那是舒挽最开心的日子,笑得像个孩子。
“知洲,你看这花!”她摘了一捧野花,跑到他面前,“比御花园那些名贵品种好看多了!”
沈知洲替她拂去鬓角的草叶,笑容温柔:“嗯,你摘的都好看。”
岁月如梭,转眼沈怀瑾即将十岁了。
这十年间,舒挽又生了一子一女。
三皇子沈怀璋,四公主沈怀玥。宫中四个孩子,每日热闹非凡。
沈知洲始终未纳妃。
任凭文武百官如何进谏,甚至以“子嗣单薄”为由逼他选秀,他都一一驳回。
“朕有皇后足矣。”他在朝堂上斩钉截铁,“日后若再提选秀之事,休怪朕不念旧情!”
舒挽知道后,夜里窝在他怀里小声问:“你真不后悔?那些大臣说得也有道理,皇家子嗣……”
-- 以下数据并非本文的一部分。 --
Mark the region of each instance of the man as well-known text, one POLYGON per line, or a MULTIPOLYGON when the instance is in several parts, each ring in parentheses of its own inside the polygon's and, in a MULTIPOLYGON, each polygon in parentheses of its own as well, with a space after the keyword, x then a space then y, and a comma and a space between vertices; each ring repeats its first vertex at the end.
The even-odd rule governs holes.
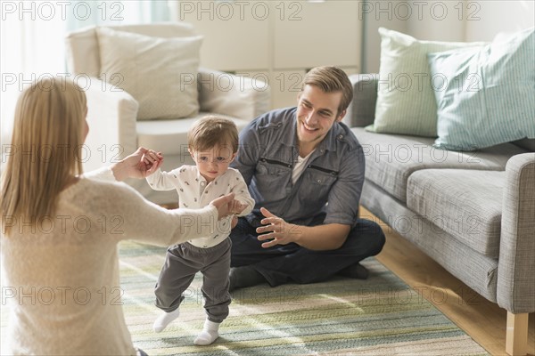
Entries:
POLYGON ((231 290, 367 277, 358 263, 381 251, 384 234, 358 216, 364 153, 341 123, 352 98, 342 70, 315 68, 297 108, 268 112, 240 134, 233 166, 256 206, 230 235, 231 290))

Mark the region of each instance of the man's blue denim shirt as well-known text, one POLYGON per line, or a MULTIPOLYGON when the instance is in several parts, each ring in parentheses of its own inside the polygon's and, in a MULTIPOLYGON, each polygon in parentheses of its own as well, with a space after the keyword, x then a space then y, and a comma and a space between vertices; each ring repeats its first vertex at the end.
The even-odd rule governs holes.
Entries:
POLYGON ((365 158, 358 141, 343 123, 335 123, 310 156, 295 184, 292 169, 299 149, 296 108, 268 112, 240 134, 232 166, 249 186, 256 205, 288 222, 309 225, 326 214, 323 223, 353 226, 364 183, 365 158), (328 203, 328 204, 327 204, 328 203))

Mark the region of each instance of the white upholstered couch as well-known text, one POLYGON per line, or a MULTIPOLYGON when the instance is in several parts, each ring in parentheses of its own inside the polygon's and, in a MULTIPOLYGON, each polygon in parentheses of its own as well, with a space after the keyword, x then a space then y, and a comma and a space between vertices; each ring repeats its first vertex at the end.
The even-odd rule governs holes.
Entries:
MULTIPOLYGON (((152 37, 195 36, 184 22, 114 26, 115 30, 152 37)), ((138 146, 164 154, 164 169, 192 164, 187 154, 186 134, 191 124, 209 113, 231 117, 242 129, 270 107, 268 86, 246 77, 199 69, 198 115, 177 119, 137 120, 138 102, 128 93, 99 79, 101 53, 95 27, 72 32, 66 37, 67 64, 72 77, 86 87, 89 134, 82 159, 84 169, 100 167, 133 152, 138 146)), ((222 53, 224 55, 224 53, 222 53)), ((166 88, 160 88, 163 93, 166 88)), ((128 183, 150 200, 162 204, 177 201, 175 191, 152 190, 144 180, 128 183)))

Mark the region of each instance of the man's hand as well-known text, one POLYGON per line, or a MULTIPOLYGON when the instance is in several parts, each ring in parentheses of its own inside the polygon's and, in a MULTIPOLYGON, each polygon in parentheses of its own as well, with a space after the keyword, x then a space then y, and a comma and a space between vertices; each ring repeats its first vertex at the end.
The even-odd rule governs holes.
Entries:
POLYGON ((265 226, 257 228, 258 233, 264 233, 259 235, 259 241, 264 241, 271 239, 270 241, 264 242, 262 247, 271 247, 276 245, 287 245, 291 242, 296 242, 296 239, 300 235, 299 226, 284 222, 278 216, 271 214, 265 207, 260 208, 260 213, 265 219, 262 219, 260 222, 265 226))

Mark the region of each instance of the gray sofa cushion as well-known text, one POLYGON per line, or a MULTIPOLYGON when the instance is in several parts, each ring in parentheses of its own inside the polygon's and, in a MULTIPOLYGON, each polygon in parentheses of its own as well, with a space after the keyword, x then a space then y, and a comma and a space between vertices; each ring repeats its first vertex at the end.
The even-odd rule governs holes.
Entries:
POLYGON ((424 169, 408 177, 407 206, 486 256, 498 258, 506 172, 424 169))
POLYGON ((407 180, 420 169, 503 171, 507 160, 525 150, 504 143, 473 152, 433 148, 432 138, 375 134, 353 127, 366 157, 366 178, 397 199, 407 201, 407 180))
“有你和孩子们就够了。”沈知洲轻抚她的长发,“这江山,将来交给怀瑾。至于其他……我不想你受半分委屈。”
舒挽眼眶微热,将脸埋在他胸前。
十年了,他待她始终如一。
怀瑾十岁生辰那日,沈知洲在朝堂上宣布了一件震惊天下的事。
“朕即位十年,夙兴夜寐,不敢懈怠。今太子年已十岁,聪慧仁德,可堪大任。”他站起身,目光扫过群臣,“朕决意退位,传位于太子沈怀瑾。”
满殿哗然。
“陛下三思啊!太子年幼,恐难当大任!”
“陛下正值壮年,何故退位?”
沈知洲抬手止住众人:“朕意已决。太子虽年幼,但有沈太傅、赵尚书等贤臣辅佐,朕放心。退位后,朕为太上皇,仍会从旁指点。”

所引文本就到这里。